'Do not underestimate my experience as a councillor' in West Yorkshire mayoral race, says Tory pick
The Conservative candidate to be West Yorkshire mayor has urged voters not to dismiss his experience as a councillor as not high profile enough to take on the powerful job, as he said he would be fighting for every vote on May 6.
Matt Robinson, a Leeds councillor of 11 years, was selected by Tory members to be their pick for the May race on Saturday.
“I'm really humbled to have been selected and really excited for the campaign,” he said.
The Conservatives have already faced criticism from some quarters of not taking the race as seriously as other areas by not putting up a bigger name and waiting until three months after Labour had announced their pick to choose a candidate.
But Mr Robinson said: “You’re not going to hear me doing down the council’s role.”
He said: “If we don't value local government and champion it in the North, you'll never improve it.
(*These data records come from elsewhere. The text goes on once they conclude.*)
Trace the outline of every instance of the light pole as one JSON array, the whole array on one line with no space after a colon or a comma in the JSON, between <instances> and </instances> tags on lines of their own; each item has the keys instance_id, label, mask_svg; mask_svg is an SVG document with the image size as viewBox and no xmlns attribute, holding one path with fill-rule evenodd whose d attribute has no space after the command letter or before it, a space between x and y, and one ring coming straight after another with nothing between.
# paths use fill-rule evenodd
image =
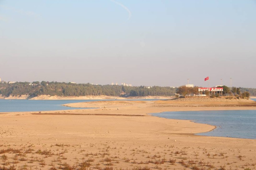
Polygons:
<instances>
[{"instance_id":1,"label":"light pole","mask_svg":"<svg viewBox=\"0 0 256 170\"><path fill-rule=\"evenodd\" d=\"M232 90L232 78L230 78L230 91Z\"/></svg>"}]
</instances>

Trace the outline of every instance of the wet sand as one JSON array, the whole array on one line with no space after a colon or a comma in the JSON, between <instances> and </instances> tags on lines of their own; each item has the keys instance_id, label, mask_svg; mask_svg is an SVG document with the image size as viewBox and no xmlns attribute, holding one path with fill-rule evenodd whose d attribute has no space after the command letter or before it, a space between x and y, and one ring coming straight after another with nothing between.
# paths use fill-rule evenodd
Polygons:
<instances>
[{"instance_id":1,"label":"wet sand","mask_svg":"<svg viewBox=\"0 0 256 170\"><path fill-rule=\"evenodd\" d=\"M96 109L5 113L0 114L0 167L255 169L256 140L195 135L215 127L148 113L255 110L255 103L100 101L66 105Z\"/></svg>"}]
</instances>

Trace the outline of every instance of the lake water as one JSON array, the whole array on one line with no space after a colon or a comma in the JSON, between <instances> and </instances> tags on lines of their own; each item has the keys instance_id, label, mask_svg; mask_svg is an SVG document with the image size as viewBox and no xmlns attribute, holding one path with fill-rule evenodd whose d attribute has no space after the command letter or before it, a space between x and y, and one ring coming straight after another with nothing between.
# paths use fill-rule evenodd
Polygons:
<instances>
[{"instance_id":1,"label":"lake water","mask_svg":"<svg viewBox=\"0 0 256 170\"><path fill-rule=\"evenodd\" d=\"M141 99L140 100L154 100ZM256 99L254 99L256 101ZM62 106L67 103L120 100L0 100L0 112L77 109ZM86 109L88 108L78 108ZM170 119L192 120L216 126L214 130L198 135L256 139L256 110L169 112L152 115Z\"/></svg>"},{"instance_id":2,"label":"lake water","mask_svg":"<svg viewBox=\"0 0 256 170\"><path fill-rule=\"evenodd\" d=\"M256 110L169 112L152 115L216 126L211 131L198 135L256 139Z\"/></svg>"},{"instance_id":3,"label":"lake water","mask_svg":"<svg viewBox=\"0 0 256 170\"><path fill-rule=\"evenodd\" d=\"M136 99L154 100L157 99ZM130 99L126 100L134 100ZM39 112L49 110L71 110L88 108L71 108L62 106L67 103L106 100L4 100L0 99L0 112Z\"/></svg>"}]
</instances>

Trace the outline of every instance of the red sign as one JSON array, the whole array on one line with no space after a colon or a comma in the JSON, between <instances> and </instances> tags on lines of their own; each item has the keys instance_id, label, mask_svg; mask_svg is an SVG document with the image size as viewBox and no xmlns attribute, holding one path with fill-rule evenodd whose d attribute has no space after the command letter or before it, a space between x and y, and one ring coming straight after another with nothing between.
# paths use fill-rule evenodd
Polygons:
<instances>
[{"instance_id":1,"label":"red sign","mask_svg":"<svg viewBox=\"0 0 256 170\"><path fill-rule=\"evenodd\" d=\"M223 87L201 87L198 88L198 91L223 91Z\"/></svg>"}]
</instances>

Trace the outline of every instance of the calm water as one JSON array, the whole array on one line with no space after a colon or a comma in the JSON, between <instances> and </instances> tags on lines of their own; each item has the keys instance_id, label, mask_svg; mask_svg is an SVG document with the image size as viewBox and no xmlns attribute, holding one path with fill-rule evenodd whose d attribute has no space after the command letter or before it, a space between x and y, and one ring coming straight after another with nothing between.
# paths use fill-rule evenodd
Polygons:
<instances>
[{"instance_id":1,"label":"calm water","mask_svg":"<svg viewBox=\"0 0 256 170\"><path fill-rule=\"evenodd\" d=\"M157 99L142 99L139 100L154 100ZM62 105L67 103L93 101L120 100L4 100L0 99L0 112L39 112L59 110L77 109ZM86 109L87 108L79 108Z\"/></svg>"},{"instance_id":2,"label":"calm water","mask_svg":"<svg viewBox=\"0 0 256 170\"><path fill-rule=\"evenodd\" d=\"M216 126L211 131L197 135L256 139L256 110L169 112L152 115Z\"/></svg>"}]
</instances>

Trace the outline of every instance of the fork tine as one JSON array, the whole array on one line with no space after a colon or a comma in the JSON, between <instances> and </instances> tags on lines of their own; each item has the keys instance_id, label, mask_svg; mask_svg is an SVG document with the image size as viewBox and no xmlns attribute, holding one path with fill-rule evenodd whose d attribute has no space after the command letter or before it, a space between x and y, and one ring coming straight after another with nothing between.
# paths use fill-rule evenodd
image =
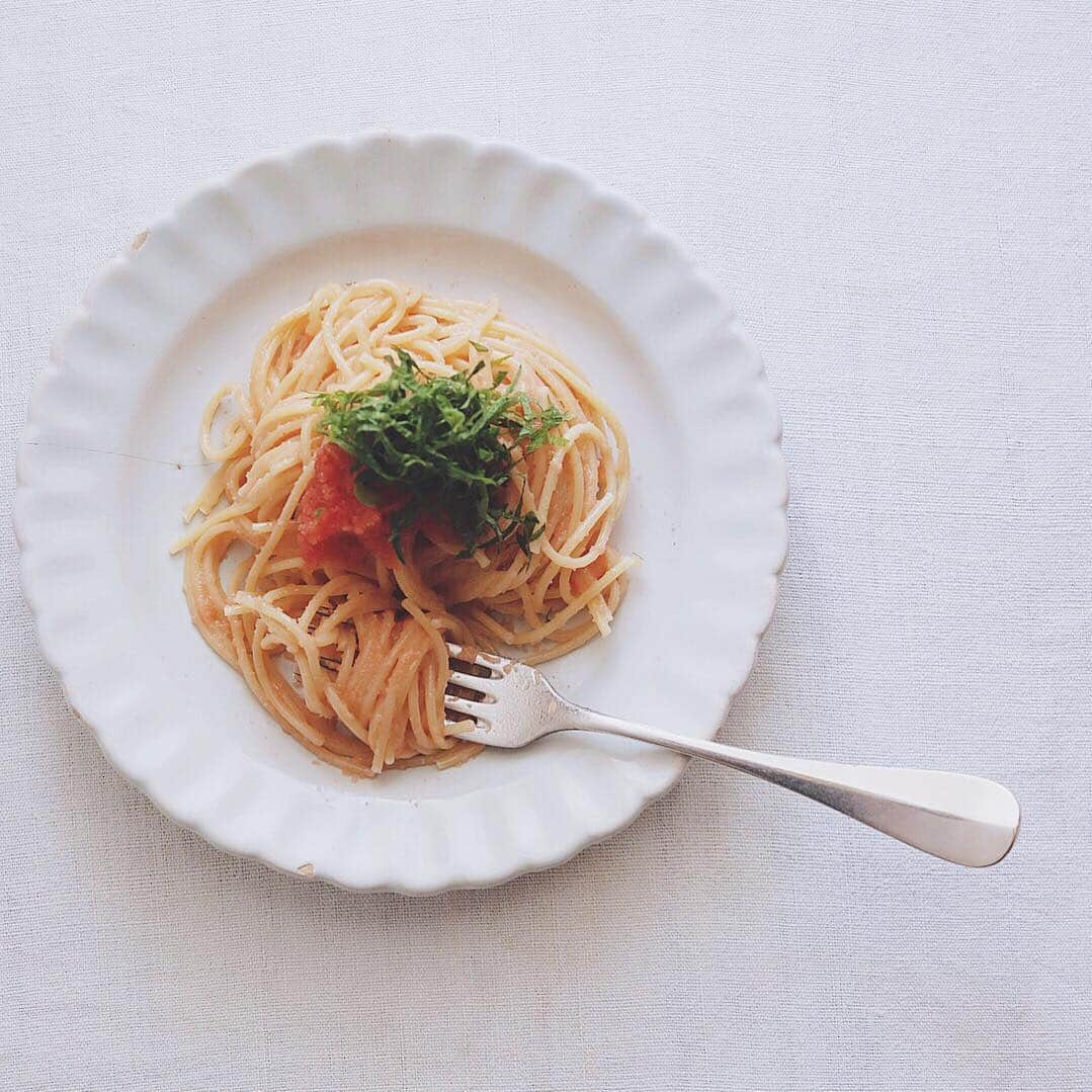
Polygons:
<instances>
[{"instance_id":1,"label":"fork tine","mask_svg":"<svg viewBox=\"0 0 1092 1092\"><path fill-rule=\"evenodd\" d=\"M450 693L443 696L444 709L450 709L453 713L462 713L463 716L480 717L486 711L484 701L471 701L468 698L453 698Z\"/></svg>"},{"instance_id":2,"label":"fork tine","mask_svg":"<svg viewBox=\"0 0 1092 1092\"><path fill-rule=\"evenodd\" d=\"M494 675L487 675L483 678L480 675L468 675L465 672L452 672L448 685L450 686L451 684L454 684L455 686L464 687L467 690L476 690L478 693L491 697L494 693L492 684L497 681L498 679Z\"/></svg>"},{"instance_id":3,"label":"fork tine","mask_svg":"<svg viewBox=\"0 0 1092 1092\"><path fill-rule=\"evenodd\" d=\"M466 649L461 644L454 644L451 641L444 642L448 645L448 652L455 660L462 660L466 664L477 664L478 667L488 667L492 670L499 670L508 661L503 656L495 656L489 652L478 652L474 656L468 656L466 654Z\"/></svg>"}]
</instances>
“[With] 11 years of local government experience, I've been used to holding administrations to account, I've been used to holding to account for millions of pounds worth of budgets.”
He added: “So, I want to bring all that experience to the table and I've also had dealings with Westminster, as well and I can remember when Linton bridge collapsed, I worked with our local MP to lobby the government, and to secure millions of pounds of funding that came to the council to improve that bridge, to rebuild, a £5m bridge building project.
“So, I'm used to championing these million pound projects and getting buy in from people. Leeds is the second biggest authority in the country and we are talking about dealing with millions of pounds of funding, of holding to account projects of tens of millions of pounds, the road being built around the edge of my ward is a £120m pound project.”
Mr Robinson said his pitch to members had centred around the recovery from coronavirus.
He said: “What we need to make sure is that we have somebody who has a vision for where they want to take West Yorkshire, somebody who can combine local government experience with a plan of working with Westminster, not simply axe grinding with Westminster, but actually seeking to work with them, and bringing their own agenda forward for the region.”
He said the conversation was very different to what it would have been had this election been held last year, due to the impact of Covid. But he said: “I think that having a devolution deal in place will make us even more resilient in the future if there are ever incidents like this, emergency scenarios, where we can bring local government together under one individual and it has to be about collaboration with central government.”
And he added that while he would not be afraid to stand up to the Government for West Yorkshire, he felt there was a balance to be struck.
“There are some mayors who have sought to pursue their agenda for their region, and have frank and honest conversations with government, but also to work with them too, there's others that have taken a different approach,” he said.
He also felt it was key to ensure the race was not Leeds-centric, and said: “It's about making sure we really represent and understand residents, communities, the grassroots across the region, so it cannot be Leeds-run, it cannot be Leeds-centric, it has to be West Yorkshire.”
And despite betting odds putting Labour rival Tracy Brabin out in front, Mr Robinson said: “The only poll that is going to matter is going to be polling day, and I intend to fight for every single vote across West Yorkshire.”